When you start growing up, birthdays either become a day of relief, or become yet another normal day in your life. This is because either you break the fast momentum of your life by relieving yourself from all the hedonistic and decadent tensions, or you get on with them.
I turned 19 this month, and it was my first birthday without my parents. But even my 17th and 18th birthday was celebrated without my father, as I lived away from him for 2 years for studies. But I got the ‘shit just got real’ feeling as I understood that this is just the first, and there are going to be many birthdays without your loved ones.

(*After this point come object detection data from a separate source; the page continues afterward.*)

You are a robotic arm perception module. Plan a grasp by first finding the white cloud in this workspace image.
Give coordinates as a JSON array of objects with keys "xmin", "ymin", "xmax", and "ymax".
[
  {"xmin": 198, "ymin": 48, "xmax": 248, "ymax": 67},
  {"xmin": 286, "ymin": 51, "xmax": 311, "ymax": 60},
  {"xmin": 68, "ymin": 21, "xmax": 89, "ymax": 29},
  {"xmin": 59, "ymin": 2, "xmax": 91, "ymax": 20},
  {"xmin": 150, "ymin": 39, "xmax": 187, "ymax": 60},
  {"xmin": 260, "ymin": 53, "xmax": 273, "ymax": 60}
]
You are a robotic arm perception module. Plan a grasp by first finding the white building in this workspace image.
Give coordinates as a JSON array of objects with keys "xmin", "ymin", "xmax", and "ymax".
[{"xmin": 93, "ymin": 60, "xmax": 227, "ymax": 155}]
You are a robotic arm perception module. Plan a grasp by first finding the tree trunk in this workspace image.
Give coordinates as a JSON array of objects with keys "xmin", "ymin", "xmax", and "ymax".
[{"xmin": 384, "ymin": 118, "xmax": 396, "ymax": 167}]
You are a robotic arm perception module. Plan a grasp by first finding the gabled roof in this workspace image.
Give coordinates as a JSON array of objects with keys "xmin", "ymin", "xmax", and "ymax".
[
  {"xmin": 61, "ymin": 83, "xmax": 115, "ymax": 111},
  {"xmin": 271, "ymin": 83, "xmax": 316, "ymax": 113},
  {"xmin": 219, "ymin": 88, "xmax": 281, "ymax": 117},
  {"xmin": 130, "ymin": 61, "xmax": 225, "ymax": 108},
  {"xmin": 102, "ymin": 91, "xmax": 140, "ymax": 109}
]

But loved ones becomes an all pervasive word- friends become important. I used to deny the fact that there is no one in the world who could care for me or like me more than my parents. No one does, but then there are people who I can reach out to, and the purport of this realisation is realised during these kinds of special days.

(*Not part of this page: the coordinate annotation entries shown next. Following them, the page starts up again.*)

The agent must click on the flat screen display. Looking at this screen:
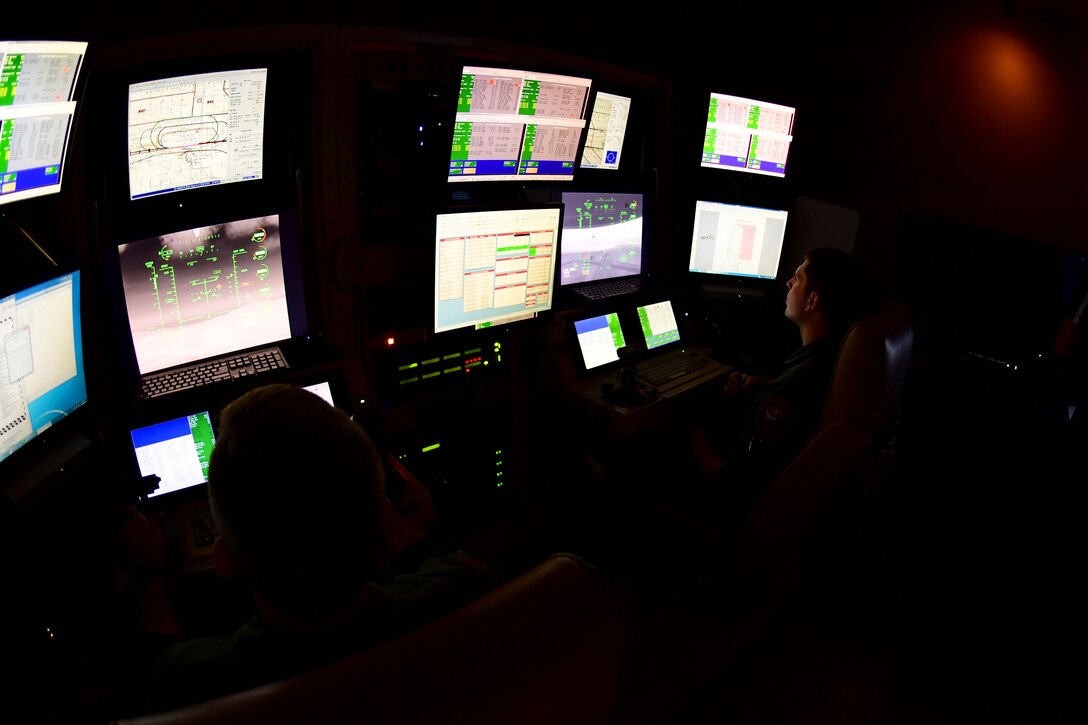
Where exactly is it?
[574,312,627,370]
[447,65,592,182]
[0,270,87,460]
[434,205,561,332]
[559,191,645,285]
[701,93,795,177]
[128,67,268,199]
[688,200,789,280]
[118,214,305,374]
[0,40,87,205]
[580,91,631,171]
[635,299,680,349]
[129,410,215,499]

There were only few people who tried to make it the best day of my college first year, even though I was practising and working and rehearsing ( as I said, hedonistic tensions) on the day I am supposedly allowed to be free. But you know what, I actually felt purposeful while I was practising my day away. Even though I felt bad that I couldn't sleep for long hours, or I couldn't spend the day doing nothing, but then every birthday is celebrated differently, and this was spent doing something which I am going to take up as my future- acting, rehearsing etc.

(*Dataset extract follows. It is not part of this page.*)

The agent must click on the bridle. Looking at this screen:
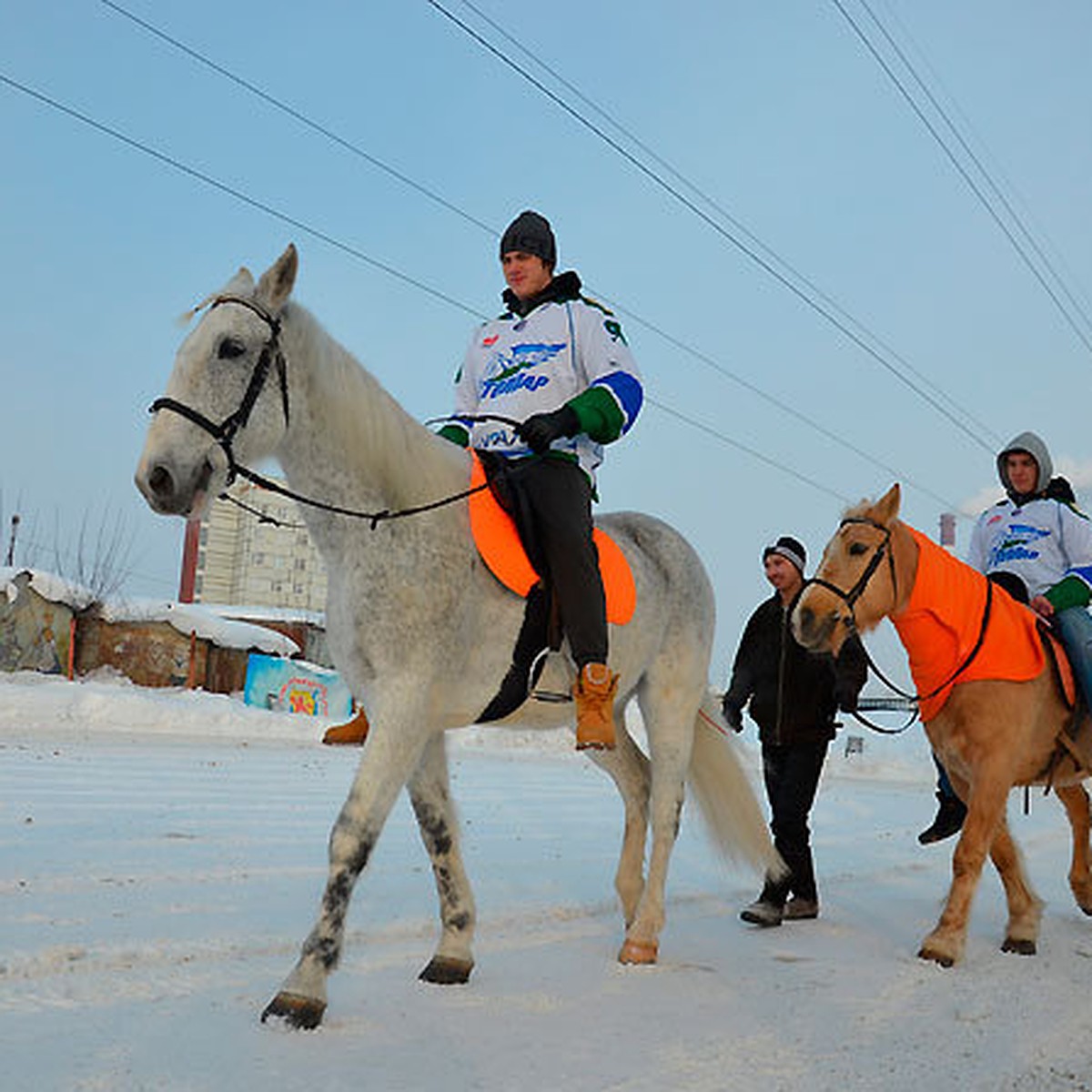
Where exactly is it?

Many friends did a lot, one of my friends travelled a long way, dressed up and came with a cake, rendering ME speechless. No one has ever done such a thing for me. She thinks it was small, but for me it is way more than just coming and giving a cake.
And my blockmates were sweet and organised a little game and had the usual hostel fun, but there was one gift that stood out. One of my friends, he gave me a diary. Well, diary is too hackneyed, one may say this but what the diary had was my parents’ photo, his photo with me and a poem – how beautifully he gathered three things that I hold most important in my life- my parents, my pen, and my friendships. This was the point I realised that things happen for good, if I didn’t stay away from my parents, I would have never got such a friend, and would have never realised my parents’ importance in life.
Thanks, is a small word, but it goes with all the emotions attached with it. I am a stoic person, generally, but when I write, my words are attached with tons of sentiments , and I consider myself lucky that I have my own personal space to tell it to the world, an interesting paradox that governs my life. My blog.